The NBA data in the HANA database
Once I accepted it as a given that the HANA database was being used on the site, I wanted to explore other interesting aspects of the HANA usage. For example, I was curious as to how the sporting data was being analyzed in the database.
I found an intriguing clue:
So how does this all work? The stats database is built on top of the official NBA play-by-play data that is tracked courtside during every game — this includes every point, rebound, assist, steal, block, turnover, missed shot, foul and substitution, the point in the game when each one these events occurred and which players were on the floor when it happened. [SOURCE]
Here is what NBA play-by-play data looks like:
This is the data that is available on the NBA stats site.
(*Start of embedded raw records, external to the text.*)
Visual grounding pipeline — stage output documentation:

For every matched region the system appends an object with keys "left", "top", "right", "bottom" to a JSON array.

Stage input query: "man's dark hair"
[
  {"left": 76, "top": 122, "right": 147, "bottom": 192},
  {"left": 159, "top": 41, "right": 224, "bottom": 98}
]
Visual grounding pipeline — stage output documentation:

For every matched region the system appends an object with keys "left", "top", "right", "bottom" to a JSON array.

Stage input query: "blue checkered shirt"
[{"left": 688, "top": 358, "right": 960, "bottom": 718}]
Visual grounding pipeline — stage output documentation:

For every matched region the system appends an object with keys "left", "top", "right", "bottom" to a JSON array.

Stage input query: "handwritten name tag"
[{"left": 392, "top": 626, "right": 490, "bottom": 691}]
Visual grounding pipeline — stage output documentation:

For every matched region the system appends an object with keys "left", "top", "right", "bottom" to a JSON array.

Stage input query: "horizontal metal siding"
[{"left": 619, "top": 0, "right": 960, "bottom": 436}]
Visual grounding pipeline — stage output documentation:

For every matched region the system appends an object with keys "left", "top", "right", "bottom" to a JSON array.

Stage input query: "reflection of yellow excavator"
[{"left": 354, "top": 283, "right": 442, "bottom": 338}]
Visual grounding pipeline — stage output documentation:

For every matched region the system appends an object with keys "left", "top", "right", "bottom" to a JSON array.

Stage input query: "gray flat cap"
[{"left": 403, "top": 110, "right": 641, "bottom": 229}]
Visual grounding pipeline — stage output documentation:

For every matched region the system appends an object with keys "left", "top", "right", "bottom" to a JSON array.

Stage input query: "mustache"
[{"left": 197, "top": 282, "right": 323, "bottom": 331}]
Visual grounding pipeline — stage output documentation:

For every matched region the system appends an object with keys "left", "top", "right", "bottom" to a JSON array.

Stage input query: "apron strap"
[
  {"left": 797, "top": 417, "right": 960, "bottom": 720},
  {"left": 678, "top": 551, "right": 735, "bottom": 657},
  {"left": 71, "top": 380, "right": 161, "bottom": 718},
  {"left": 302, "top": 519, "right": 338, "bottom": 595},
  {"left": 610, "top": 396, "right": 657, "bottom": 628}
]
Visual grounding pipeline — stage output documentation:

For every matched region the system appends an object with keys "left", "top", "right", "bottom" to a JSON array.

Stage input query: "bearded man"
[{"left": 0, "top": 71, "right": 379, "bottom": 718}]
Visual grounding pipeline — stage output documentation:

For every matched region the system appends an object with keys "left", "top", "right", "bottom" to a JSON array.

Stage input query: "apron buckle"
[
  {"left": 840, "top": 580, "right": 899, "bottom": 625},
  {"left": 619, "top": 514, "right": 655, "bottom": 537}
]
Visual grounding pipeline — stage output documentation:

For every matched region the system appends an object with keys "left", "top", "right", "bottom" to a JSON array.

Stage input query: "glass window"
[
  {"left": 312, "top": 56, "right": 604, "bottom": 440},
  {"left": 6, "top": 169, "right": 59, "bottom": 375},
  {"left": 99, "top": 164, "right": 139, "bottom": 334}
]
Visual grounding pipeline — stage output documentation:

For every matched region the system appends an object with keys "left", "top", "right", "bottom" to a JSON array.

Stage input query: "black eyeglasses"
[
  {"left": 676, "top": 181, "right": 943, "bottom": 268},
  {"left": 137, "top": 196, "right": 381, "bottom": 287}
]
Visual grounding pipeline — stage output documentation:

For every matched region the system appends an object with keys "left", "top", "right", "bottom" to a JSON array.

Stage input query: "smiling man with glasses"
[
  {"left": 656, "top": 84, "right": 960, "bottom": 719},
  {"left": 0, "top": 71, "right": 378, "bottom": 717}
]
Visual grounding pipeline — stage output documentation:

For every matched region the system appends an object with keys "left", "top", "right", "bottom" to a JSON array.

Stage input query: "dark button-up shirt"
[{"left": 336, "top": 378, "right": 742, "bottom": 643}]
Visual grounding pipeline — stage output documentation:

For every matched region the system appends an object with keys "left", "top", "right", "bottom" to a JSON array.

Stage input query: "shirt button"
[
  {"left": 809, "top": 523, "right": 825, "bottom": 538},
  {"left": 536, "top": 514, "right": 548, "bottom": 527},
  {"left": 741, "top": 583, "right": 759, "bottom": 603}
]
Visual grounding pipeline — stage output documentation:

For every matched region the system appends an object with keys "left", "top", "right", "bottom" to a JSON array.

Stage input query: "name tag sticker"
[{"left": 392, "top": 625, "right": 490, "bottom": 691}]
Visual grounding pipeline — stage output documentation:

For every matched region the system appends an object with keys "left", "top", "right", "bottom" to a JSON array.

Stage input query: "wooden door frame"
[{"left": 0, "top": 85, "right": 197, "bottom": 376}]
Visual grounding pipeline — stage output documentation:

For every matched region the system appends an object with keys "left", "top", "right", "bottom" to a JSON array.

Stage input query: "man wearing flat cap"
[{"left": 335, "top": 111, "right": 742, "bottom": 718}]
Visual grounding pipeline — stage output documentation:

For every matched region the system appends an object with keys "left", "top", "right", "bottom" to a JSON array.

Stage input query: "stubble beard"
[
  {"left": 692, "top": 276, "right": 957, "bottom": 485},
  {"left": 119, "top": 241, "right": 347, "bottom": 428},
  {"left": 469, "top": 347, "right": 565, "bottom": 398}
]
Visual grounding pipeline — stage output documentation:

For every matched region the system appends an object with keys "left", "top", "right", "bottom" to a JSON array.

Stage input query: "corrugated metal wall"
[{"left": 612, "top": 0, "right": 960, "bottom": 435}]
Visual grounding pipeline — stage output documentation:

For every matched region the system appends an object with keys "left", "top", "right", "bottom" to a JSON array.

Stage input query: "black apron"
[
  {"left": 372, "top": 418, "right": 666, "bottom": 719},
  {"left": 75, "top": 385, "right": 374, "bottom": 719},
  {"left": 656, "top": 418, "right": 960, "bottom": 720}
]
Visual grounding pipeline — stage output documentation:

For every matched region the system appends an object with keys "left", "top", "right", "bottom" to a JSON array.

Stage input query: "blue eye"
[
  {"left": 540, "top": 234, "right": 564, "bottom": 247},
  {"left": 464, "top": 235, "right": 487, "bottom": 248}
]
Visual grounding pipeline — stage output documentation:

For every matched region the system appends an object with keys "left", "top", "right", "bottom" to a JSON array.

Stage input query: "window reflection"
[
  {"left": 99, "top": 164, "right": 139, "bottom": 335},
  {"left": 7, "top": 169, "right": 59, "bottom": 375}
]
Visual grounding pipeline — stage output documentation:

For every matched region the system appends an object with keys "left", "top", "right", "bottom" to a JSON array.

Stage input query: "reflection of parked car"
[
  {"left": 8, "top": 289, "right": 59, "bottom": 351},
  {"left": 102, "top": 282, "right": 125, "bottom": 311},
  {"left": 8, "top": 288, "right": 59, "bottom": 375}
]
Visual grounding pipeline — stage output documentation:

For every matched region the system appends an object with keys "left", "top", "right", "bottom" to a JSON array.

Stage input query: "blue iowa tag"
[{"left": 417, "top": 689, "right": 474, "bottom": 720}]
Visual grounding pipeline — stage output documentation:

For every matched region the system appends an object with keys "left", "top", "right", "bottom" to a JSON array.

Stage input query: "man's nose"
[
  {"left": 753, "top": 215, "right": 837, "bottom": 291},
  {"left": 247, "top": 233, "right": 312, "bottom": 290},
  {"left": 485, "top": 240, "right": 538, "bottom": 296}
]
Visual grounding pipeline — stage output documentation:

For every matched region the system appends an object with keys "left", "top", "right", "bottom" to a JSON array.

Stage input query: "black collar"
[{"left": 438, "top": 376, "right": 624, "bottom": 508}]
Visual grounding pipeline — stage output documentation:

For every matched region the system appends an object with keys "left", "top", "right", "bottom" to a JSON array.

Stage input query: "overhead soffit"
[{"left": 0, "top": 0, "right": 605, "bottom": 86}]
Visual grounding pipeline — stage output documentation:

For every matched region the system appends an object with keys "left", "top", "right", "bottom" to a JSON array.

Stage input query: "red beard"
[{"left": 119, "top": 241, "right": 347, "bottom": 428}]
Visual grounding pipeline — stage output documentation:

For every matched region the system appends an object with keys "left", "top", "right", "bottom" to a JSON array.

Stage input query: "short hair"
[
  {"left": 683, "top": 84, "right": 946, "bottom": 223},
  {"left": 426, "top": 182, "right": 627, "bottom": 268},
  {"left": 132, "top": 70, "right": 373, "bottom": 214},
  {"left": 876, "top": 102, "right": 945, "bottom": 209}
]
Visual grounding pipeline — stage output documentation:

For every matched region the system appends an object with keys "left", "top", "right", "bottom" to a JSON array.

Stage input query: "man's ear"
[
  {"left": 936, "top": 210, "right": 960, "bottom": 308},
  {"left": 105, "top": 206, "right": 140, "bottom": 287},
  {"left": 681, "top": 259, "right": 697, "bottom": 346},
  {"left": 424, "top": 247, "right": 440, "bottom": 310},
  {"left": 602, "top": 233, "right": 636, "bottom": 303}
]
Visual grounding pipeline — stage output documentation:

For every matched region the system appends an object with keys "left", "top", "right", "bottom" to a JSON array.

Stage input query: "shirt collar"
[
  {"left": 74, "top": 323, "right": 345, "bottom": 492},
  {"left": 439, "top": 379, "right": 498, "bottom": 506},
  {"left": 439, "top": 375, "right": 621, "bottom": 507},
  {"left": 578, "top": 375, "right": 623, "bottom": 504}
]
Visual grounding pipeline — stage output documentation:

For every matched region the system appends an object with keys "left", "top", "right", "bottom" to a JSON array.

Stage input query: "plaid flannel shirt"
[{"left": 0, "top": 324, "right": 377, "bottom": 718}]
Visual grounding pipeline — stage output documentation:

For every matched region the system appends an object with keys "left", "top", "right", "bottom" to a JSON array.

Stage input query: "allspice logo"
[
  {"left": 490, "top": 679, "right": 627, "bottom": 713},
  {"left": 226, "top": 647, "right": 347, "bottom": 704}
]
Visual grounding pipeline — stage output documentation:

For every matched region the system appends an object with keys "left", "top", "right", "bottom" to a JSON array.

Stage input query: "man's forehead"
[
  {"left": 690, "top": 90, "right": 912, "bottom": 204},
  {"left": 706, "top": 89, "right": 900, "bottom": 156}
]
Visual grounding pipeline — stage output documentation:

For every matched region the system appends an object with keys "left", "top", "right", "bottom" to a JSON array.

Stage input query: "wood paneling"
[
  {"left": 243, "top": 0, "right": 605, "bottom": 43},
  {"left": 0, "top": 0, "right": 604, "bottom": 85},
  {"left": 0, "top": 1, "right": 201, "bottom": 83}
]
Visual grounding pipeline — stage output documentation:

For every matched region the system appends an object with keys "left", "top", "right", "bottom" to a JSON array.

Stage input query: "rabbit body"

The actual data used to populate the database might be even richer in details.
This description of using play-by-play data rang a bell and reminded me of a recent SCN blog about a similar app for the NFL called “SAP NFL Media Center Analytics”
The NFL provided data in the form of playbooks that we used as a basis to create a play-by-play dataset. The playbooks are pretty much a verbal description of each game, which we analyzed and parsed into a fully defined, detailed dataset.
For the showcase historical data has been used. The original concept included real-time data from the Super Bowl. But since the application was mainly used in the media center in the week leading up to the game, this feature was not implemented. [SOURCE]
Thus, it appeared that both apps used what I might call non-traditional data sources.
How might this data populate the HANA database? A recent blog on HANA text analysis gives a possible explanation:
But from my perspective, one of the coolest new features in SPS05 is Text Analysis. The main goal of this new feature is to extract meaningful information from texts. In other words, companies can now process big volumes of data sources and extract meaningful information without having to read every single sentence. Now, what is meaningful information? The extraction process will identify the “who”, “what”, “where”, “when” and “how much” (among other things) from unstructured data and this way will enable you to enrich your structure data.
Now, I don’t know if this text analysis technology is really used on the NBA site but the visible bread crumbs lead us in this direction.
The shots I took looking for concrete evidence about HANA usage on the NBA site were all blocked. The shot I took that was based on an unhealthy assumption is still up in the air – I don’t know if it will be a swish or whether I have missed the backboard completely. The most important to remember is that a blocked shot doesn’t mean the end of the game – it means you need a new strategy to get past your opponent. Although some might consider a detailed analysis of press articles a waste of time, it is only when you combine the puzzle pieces from various sources that a picture often appears.